Jacob Heringman | lute
Jacob Heringman moved to England in 1987, after completing an undergraduate degree in English and philosophy at Grinnell College in Iowa, to study the lute with Jakob Lindberg at the Royal College of Music. From 1989 to 1993, Jacob was a busy performer with most of the leading UK renaissance and baroque groups, after which time he gave up playing Basso Continuo altogether and began a phase focused entirely on the renaissance lute, and, in particular, on an intensive period of making solo recordings (Holborne, Bakfark and Waissel, Josquin, Jane Pickeringe’s Lute Book, The Siena Lute Book) and giving solo recitals. During those years he had occasional and invaluable lessons with the late Patrick O’Brien in New York. From 2001 to 2004, Jacob trained full-time as a teacher of the Alexander Technique, a practice which has deeply informed his music and his life generally.

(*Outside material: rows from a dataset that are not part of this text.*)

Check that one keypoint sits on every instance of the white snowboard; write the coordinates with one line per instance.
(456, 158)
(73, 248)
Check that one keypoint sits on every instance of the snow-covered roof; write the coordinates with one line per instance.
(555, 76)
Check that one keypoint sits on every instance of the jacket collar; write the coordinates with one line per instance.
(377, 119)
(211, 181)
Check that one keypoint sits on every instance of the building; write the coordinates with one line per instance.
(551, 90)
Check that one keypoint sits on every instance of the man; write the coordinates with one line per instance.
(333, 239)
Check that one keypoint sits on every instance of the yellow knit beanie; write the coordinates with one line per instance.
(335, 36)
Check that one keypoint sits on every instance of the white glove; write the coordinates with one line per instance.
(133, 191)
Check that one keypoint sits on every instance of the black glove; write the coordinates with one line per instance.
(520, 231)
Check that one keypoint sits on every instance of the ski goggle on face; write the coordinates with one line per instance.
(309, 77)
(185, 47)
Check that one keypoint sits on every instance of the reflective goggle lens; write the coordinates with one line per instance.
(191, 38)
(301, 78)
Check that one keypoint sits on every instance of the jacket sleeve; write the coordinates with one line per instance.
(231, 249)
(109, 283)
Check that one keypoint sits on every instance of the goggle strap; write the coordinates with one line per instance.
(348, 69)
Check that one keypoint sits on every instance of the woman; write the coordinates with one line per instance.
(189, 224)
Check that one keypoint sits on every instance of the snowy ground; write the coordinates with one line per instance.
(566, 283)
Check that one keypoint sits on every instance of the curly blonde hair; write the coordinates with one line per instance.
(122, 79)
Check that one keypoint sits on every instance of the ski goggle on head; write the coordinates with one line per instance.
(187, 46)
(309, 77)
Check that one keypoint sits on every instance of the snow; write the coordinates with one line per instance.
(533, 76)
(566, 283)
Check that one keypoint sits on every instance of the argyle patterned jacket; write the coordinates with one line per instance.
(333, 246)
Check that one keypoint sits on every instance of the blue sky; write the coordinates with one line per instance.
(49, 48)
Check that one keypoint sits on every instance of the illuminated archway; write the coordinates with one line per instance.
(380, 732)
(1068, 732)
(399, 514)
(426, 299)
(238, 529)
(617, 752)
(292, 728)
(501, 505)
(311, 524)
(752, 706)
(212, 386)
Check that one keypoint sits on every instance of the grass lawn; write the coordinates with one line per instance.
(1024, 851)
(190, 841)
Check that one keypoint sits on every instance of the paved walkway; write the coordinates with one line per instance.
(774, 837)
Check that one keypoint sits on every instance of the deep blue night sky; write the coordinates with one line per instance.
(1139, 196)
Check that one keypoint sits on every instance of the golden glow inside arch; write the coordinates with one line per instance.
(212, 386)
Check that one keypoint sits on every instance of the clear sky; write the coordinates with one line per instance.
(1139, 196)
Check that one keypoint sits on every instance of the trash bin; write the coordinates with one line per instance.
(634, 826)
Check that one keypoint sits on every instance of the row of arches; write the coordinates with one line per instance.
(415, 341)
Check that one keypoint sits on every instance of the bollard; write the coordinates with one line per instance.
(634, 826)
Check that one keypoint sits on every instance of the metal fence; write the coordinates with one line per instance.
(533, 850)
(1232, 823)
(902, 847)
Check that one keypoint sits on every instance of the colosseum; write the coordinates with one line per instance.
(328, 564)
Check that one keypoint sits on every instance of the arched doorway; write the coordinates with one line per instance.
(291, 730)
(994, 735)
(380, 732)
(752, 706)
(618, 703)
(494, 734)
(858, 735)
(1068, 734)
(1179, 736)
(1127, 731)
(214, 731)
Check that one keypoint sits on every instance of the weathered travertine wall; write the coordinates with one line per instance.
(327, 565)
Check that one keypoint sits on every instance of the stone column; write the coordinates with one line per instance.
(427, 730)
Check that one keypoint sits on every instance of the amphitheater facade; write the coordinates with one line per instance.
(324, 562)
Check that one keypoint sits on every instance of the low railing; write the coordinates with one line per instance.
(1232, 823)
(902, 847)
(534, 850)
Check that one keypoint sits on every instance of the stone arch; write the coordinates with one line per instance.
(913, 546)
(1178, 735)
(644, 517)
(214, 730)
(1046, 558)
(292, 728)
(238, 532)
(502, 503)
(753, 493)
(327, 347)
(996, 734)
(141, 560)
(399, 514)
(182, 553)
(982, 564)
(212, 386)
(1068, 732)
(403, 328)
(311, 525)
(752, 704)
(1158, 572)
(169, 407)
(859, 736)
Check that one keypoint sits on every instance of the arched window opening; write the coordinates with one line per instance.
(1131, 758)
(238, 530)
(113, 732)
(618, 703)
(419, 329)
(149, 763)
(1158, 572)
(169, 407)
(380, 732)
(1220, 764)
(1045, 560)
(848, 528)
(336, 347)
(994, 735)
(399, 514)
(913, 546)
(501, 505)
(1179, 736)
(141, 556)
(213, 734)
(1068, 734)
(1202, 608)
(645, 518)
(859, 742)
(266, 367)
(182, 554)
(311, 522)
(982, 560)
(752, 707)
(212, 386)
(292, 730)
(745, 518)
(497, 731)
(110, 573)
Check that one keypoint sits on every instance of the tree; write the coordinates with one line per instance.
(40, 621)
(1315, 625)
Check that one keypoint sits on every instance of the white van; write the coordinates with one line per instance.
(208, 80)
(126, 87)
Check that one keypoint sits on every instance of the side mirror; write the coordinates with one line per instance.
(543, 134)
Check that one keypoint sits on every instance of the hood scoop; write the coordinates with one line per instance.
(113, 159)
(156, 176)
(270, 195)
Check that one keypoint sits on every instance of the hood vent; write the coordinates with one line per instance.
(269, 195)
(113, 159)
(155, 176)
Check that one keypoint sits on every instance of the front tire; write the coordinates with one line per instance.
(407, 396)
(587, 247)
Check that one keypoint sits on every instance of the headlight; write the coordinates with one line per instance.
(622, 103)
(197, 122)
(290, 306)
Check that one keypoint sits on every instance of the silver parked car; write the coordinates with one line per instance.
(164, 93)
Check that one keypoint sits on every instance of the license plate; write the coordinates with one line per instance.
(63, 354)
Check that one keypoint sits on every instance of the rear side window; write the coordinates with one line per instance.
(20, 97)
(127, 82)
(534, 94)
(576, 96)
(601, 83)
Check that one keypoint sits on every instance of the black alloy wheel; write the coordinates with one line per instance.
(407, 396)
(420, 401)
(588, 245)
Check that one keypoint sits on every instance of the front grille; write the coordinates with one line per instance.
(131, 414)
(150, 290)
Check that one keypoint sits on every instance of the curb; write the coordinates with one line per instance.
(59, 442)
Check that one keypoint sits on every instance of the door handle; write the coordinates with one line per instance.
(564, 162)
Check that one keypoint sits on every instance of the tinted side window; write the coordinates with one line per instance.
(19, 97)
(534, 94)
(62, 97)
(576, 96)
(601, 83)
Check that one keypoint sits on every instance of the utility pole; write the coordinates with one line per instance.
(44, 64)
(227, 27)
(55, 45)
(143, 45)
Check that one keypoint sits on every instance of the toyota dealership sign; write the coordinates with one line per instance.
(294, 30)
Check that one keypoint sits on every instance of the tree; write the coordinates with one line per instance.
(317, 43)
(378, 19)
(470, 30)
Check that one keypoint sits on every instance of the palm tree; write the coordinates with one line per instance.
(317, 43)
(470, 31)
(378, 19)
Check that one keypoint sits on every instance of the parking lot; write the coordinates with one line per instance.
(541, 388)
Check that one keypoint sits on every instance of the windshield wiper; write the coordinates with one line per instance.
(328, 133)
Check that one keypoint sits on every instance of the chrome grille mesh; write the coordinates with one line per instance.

In 2007, Jacob's family moved to North Yorkshire and began a slightly slower life, with an end to all work-related air travel and therefore to all intercontinental concert and teaching work. During the years between 2013 and 2020 he has worked intermittently on the present project, completed now in time for the 500th anniversary of Josquin’s death. Throughout all these years, a continuing theme has been my relationship with song (close partnerships with Catherine King, Clare Wilkinson, and John Potter, among others), and with vocal polyphony (especially that of Josquin). Current ensemble projects include the Alternative History Quartet (with John Potter, Anna Maria Friman, and Ariel Abramovich), Pellingmans’ Saraband (with Susanna Pell), a lute/vihuela duo with Ariel Abramovich, and lute song concerts with Clare Wilkinson and John Potter.